Chapter 6 xDate

In this document we cover basic crossdating techniques in dplR by deliberately misdating one of the series in a well-dated set of ring widths and tracking down the dating error. As with any dating enterprise, statistical crossdating is merely a tool and users should always rely on the wood to accurately date tree-ring data.

6.1 Introduction

This gives an introduction of some of the crossdating functions in dplR. This is essentially a rehashing of (Bunn, 2010). Please cite that paper if you use dplR for crossdating. There is more detailed information on all these functions in the help files.

6.2 Using the xDater app

Below I’ll walk through using dplR’s crossdating functions on the command line. But I’ve also built a Shiny app for doing crossdating in an interactive graphical workflow that is one of the rare cases where an app and GUI are more useful than working in a script. This is definitely still in development and I plan on cleaning it up soon. It’s meant to mimic a lot of the look and feel of COFECHA since that’s what most folks are used to using. Here it is:

viz.datascience.arizona.edu/xDateR/

While the xDater app is cool, the ringdater app from David Reynolds, David Edge & Bryan Black is also very handy Check that out too.

6.3 Crossdating by hand in dplR

Here is a walk through of using dplR for crossdating on the command line.

6.3.1 Load dplR

We will be using dplR in here.
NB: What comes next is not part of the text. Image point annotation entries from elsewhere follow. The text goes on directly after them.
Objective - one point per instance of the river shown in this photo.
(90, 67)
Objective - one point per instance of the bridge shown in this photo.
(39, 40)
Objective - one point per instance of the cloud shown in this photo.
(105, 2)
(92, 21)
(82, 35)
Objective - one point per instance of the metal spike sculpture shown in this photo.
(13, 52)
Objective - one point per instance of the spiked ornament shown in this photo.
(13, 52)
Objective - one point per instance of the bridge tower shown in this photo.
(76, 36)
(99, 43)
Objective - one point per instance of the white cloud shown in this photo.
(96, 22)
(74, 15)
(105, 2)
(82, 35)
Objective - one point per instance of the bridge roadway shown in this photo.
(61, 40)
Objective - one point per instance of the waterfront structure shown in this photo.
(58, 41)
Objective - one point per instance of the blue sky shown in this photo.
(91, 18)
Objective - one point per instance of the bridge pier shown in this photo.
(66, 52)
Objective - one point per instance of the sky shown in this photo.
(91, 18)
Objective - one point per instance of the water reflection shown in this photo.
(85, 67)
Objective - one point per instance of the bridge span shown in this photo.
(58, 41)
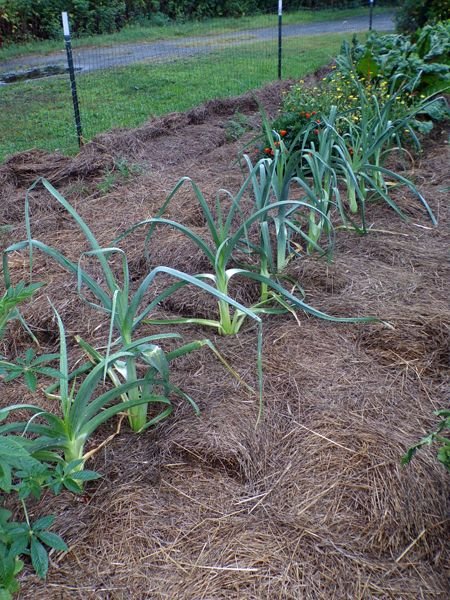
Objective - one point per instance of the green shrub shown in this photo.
(414, 14)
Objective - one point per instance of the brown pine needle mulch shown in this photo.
(311, 503)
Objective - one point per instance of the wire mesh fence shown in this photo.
(123, 80)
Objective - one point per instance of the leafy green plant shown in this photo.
(113, 297)
(82, 411)
(282, 178)
(435, 437)
(228, 241)
(13, 296)
(26, 474)
(422, 63)
(414, 14)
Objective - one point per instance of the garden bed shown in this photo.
(311, 503)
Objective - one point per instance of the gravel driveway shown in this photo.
(90, 59)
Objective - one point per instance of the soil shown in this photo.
(312, 502)
(90, 59)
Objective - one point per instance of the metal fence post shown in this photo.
(73, 84)
(280, 35)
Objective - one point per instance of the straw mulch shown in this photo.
(313, 502)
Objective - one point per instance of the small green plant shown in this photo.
(436, 437)
(25, 469)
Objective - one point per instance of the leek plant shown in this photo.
(124, 309)
(275, 181)
(226, 242)
(82, 411)
(370, 133)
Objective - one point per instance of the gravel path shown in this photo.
(91, 59)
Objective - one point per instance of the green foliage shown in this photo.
(24, 473)
(436, 437)
(125, 352)
(41, 19)
(414, 14)
(10, 300)
(422, 66)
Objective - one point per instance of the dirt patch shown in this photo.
(313, 502)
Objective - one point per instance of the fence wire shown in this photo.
(124, 83)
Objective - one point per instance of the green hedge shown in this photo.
(22, 20)
(414, 14)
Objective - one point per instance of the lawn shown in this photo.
(38, 113)
(148, 33)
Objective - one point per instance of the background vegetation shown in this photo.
(22, 20)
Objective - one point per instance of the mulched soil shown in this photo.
(310, 503)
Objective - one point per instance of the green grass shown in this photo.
(39, 113)
(149, 33)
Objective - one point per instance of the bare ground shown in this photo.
(312, 503)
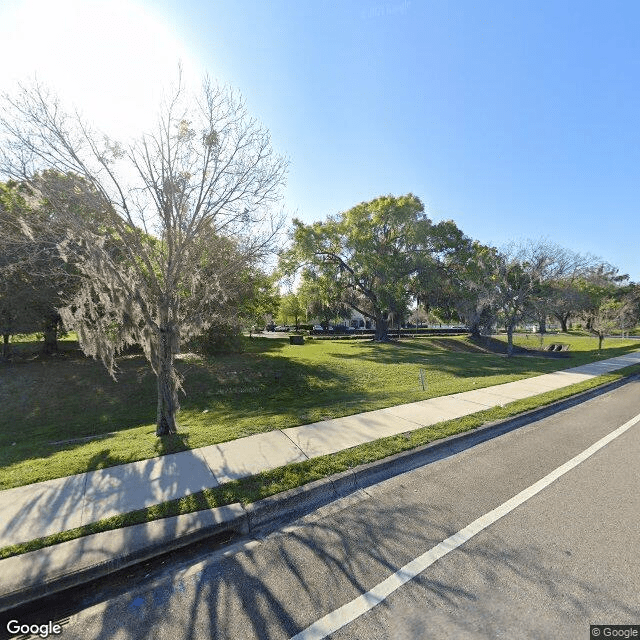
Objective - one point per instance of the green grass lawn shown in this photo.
(48, 402)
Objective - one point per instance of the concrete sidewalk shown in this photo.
(49, 507)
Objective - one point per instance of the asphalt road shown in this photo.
(564, 558)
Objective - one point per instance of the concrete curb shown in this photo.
(37, 574)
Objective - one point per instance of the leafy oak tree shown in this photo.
(33, 277)
(371, 252)
(154, 262)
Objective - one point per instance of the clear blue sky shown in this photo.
(515, 119)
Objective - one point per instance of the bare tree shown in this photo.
(175, 214)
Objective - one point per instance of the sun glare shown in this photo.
(109, 58)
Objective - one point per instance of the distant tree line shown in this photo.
(385, 257)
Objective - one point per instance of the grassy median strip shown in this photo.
(274, 481)
(62, 416)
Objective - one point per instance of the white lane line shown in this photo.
(354, 609)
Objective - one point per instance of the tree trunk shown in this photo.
(509, 340)
(51, 335)
(382, 329)
(168, 382)
(543, 326)
(563, 318)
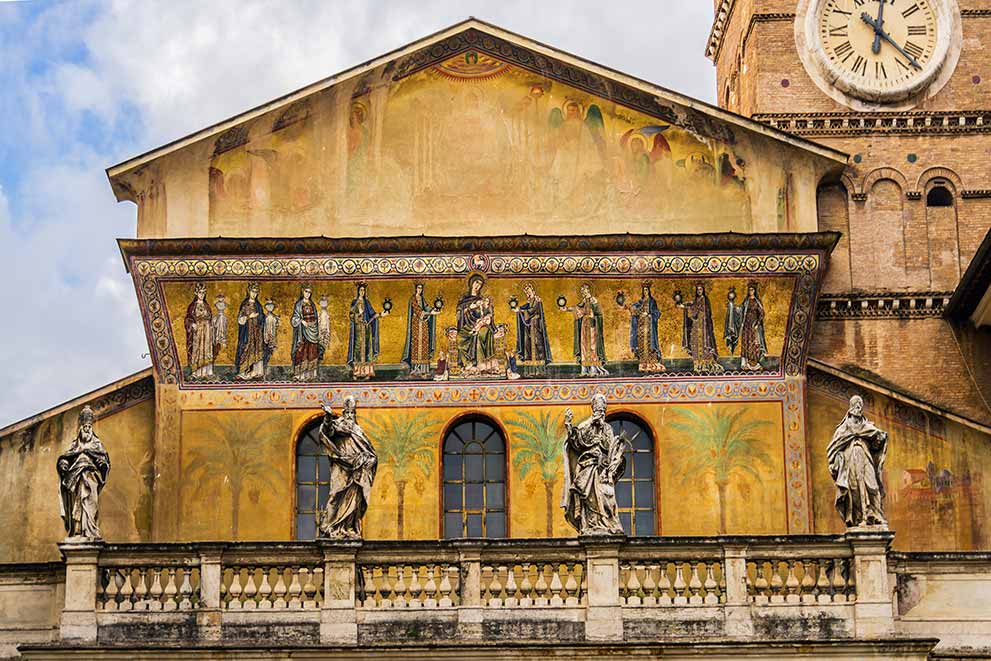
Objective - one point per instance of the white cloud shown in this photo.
(71, 321)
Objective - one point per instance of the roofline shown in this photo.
(76, 401)
(973, 285)
(135, 162)
(898, 395)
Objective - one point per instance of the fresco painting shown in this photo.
(478, 139)
(496, 328)
(934, 477)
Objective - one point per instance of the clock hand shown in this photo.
(876, 48)
(884, 35)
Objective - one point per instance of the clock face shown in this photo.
(880, 50)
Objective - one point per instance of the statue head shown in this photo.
(856, 406)
(598, 405)
(86, 418)
(350, 408)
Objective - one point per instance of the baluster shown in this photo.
(155, 593)
(664, 585)
(126, 591)
(807, 589)
(526, 587)
(141, 591)
(313, 588)
(777, 585)
(695, 585)
(186, 590)
(512, 599)
(250, 592)
(170, 602)
(295, 589)
(541, 586)
(760, 583)
(710, 585)
(415, 600)
(648, 586)
(279, 590)
(235, 590)
(824, 588)
(401, 601)
(679, 585)
(445, 600)
(556, 587)
(572, 587)
(265, 590)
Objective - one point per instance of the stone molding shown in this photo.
(882, 305)
(846, 124)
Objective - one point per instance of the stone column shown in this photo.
(338, 618)
(739, 623)
(78, 621)
(470, 612)
(604, 614)
(209, 616)
(873, 610)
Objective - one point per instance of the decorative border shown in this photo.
(549, 67)
(149, 273)
(814, 124)
(882, 305)
(789, 391)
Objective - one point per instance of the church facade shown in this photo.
(455, 248)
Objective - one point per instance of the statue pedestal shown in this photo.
(873, 610)
(78, 620)
(604, 615)
(338, 621)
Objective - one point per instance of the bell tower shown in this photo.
(900, 85)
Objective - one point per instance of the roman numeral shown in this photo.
(860, 66)
(914, 50)
(843, 49)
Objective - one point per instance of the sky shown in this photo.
(85, 85)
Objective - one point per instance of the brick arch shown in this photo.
(877, 175)
(956, 184)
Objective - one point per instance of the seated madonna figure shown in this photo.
(856, 462)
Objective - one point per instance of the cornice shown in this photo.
(841, 124)
(882, 305)
(719, 22)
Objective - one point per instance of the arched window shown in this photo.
(635, 489)
(474, 467)
(312, 481)
(939, 196)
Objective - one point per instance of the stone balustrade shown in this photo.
(579, 590)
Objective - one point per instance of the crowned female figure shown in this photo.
(353, 464)
(199, 335)
(856, 457)
(476, 330)
(697, 336)
(753, 345)
(363, 334)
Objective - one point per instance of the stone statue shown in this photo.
(856, 462)
(593, 461)
(83, 471)
(352, 470)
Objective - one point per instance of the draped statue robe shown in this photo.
(82, 471)
(593, 461)
(856, 457)
(353, 464)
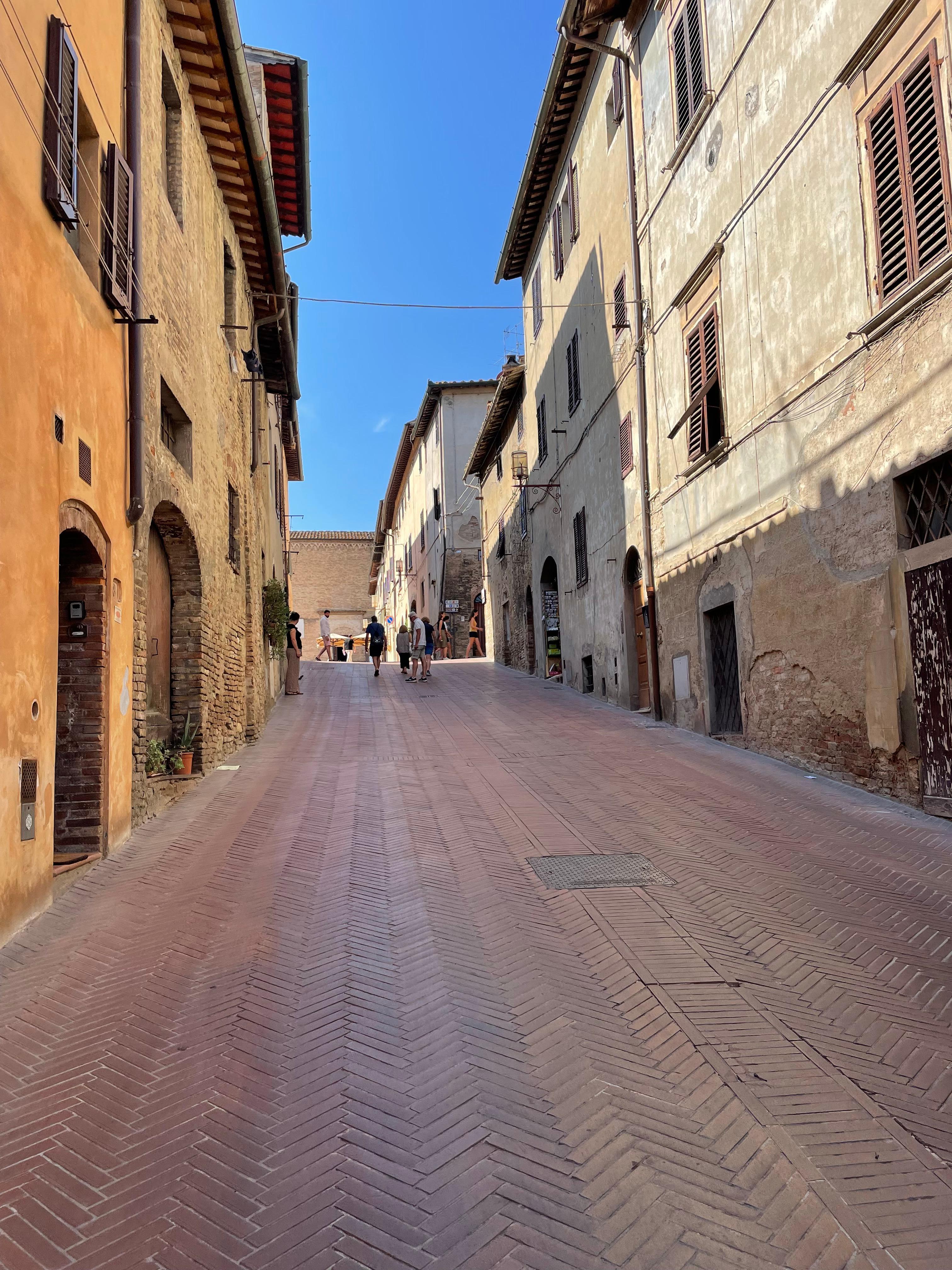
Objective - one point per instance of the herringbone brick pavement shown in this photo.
(324, 1014)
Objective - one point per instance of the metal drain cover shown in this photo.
(578, 873)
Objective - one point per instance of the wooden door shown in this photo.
(159, 630)
(725, 676)
(642, 651)
(930, 595)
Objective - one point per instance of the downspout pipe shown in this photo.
(259, 159)
(134, 158)
(648, 563)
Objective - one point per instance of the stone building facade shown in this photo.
(428, 544)
(792, 228)
(221, 435)
(507, 525)
(329, 571)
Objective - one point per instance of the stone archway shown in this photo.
(635, 634)
(173, 671)
(81, 803)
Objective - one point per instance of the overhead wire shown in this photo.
(89, 180)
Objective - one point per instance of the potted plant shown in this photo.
(184, 750)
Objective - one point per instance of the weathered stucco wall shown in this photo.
(60, 355)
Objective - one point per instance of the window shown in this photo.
(926, 495)
(573, 201)
(234, 552)
(572, 359)
(230, 294)
(621, 308)
(117, 237)
(706, 422)
(625, 439)
(174, 427)
(909, 177)
(687, 66)
(60, 124)
(172, 141)
(617, 91)
(582, 549)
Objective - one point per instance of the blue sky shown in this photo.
(421, 120)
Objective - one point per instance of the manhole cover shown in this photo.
(577, 873)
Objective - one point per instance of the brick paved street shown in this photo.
(324, 1013)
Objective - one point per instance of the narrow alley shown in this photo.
(336, 1010)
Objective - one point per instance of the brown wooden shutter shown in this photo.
(621, 309)
(617, 94)
(574, 200)
(60, 124)
(117, 247)
(536, 301)
(706, 425)
(582, 549)
(688, 56)
(909, 177)
(625, 439)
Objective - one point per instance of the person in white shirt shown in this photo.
(418, 646)
(326, 637)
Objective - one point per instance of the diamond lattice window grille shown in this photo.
(928, 492)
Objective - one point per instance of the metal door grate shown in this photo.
(928, 492)
(86, 463)
(581, 873)
(724, 671)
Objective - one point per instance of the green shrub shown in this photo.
(275, 616)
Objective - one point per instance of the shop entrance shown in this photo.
(549, 585)
(81, 703)
(530, 633)
(635, 633)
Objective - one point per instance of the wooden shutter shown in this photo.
(572, 358)
(60, 124)
(582, 549)
(558, 255)
(688, 58)
(705, 426)
(625, 440)
(574, 201)
(909, 177)
(621, 309)
(536, 301)
(117, 247)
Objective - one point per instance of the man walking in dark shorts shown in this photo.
(374, 643)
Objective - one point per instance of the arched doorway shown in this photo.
(174, 648)
(635, 634)
(530, 632)
(549, 585)
(79, 804)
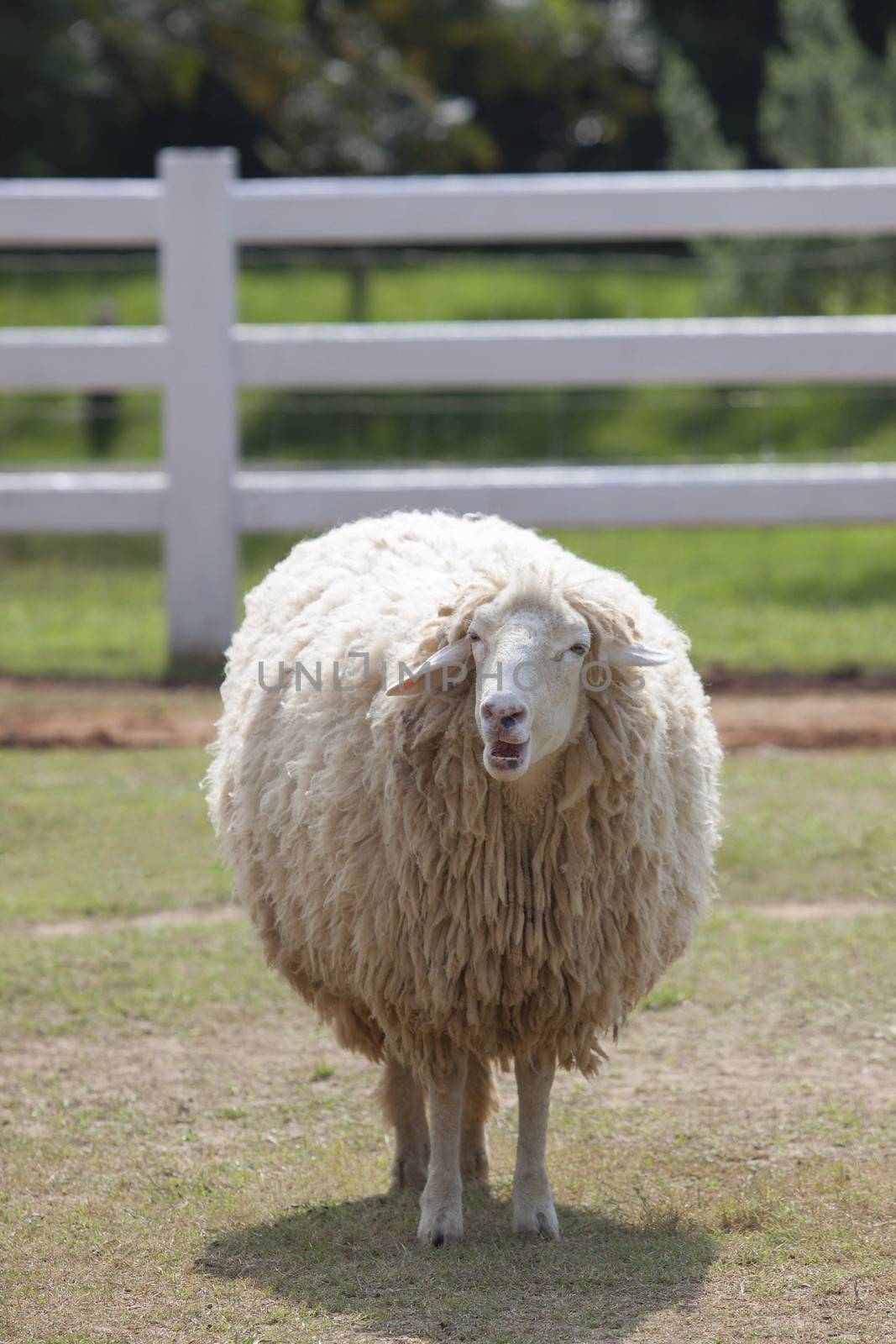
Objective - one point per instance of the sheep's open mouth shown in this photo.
(506, 756)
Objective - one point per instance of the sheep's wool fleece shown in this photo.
(414, 900)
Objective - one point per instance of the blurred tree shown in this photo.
(692, 123)
(328, 87)
(828, 102)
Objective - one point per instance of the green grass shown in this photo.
(186, 1155)
(105, 833)
(801, 598)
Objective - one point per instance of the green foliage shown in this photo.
(826, 102)
(345, 87)
(692, 124)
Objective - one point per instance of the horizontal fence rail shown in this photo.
(196, 214)
(271, 501)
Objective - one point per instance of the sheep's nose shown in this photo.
(508, 714)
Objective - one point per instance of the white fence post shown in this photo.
(201, 425)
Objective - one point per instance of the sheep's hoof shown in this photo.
(409, 1173)
(535, 1218)
(441, 1218)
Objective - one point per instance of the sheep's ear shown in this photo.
(634, 655)
(437, 674)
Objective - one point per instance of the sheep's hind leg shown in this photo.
(533, 1213)
(441, 1210)
(479, 1104)
(405, 1110)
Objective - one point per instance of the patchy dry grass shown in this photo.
(186, 1156)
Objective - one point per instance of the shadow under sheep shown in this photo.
(359, 1257)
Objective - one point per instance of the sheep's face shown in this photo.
(532, 676)
(530, 701)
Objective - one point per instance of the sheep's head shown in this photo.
(537, 663)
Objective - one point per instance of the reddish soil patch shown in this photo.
(792, 712)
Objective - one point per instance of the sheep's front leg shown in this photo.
(533, 1210)
(479, 1102)
(405, 1110)
(441, 1213)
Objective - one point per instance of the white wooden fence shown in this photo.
(197, 213)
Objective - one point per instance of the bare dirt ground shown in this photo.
(792, 712)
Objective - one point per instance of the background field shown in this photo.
(652, 423)
(801, 598)
(187, 1156)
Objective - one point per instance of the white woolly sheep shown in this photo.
(464, 870)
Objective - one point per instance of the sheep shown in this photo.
(456, 870)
Load it:

library(dplR)

## This is dplR version 1.7.7.
## dplR is part of openDendro https://opendendro.org.
## New users can visit https://opendendro.github.io/dplR-workshop/ to get started.

6.4 Ruining a Perfectly Good Data Set

Throughout this document we will use the on-board data set co021 which gives the raw ring widths for Douglas fir Pseudotsuga menziesii at Mesa Verde in Colorado, USA. There are 35 series spanning 788 years.

We will rename the co021 object to dat because we are going to mess around with it and it seems like good practice to rename it.

data(co021)
dat <- co021
dat.sum <- summary(dat)
mean(dat.sum$year)

## [1] 564.9143

mean(dat.sum$stdev)

## [1] 0.3231714

mean(dat.sum$median)

## [1] 0.3211429

mean(dat.sum$ar1)

## [1] 0.6038

mean(interseries.cor(dat)[, 1])

## [1] 0.8477981

plot(dat, plot.type="spag")

We can see that this is a beautifully sensitive collection with long segment lengths, high standard deviation (relative to ring widths), large first-order autocorrelation, and a high mean interseries correlation (\(\mathrm{r}\approx 0.84\)).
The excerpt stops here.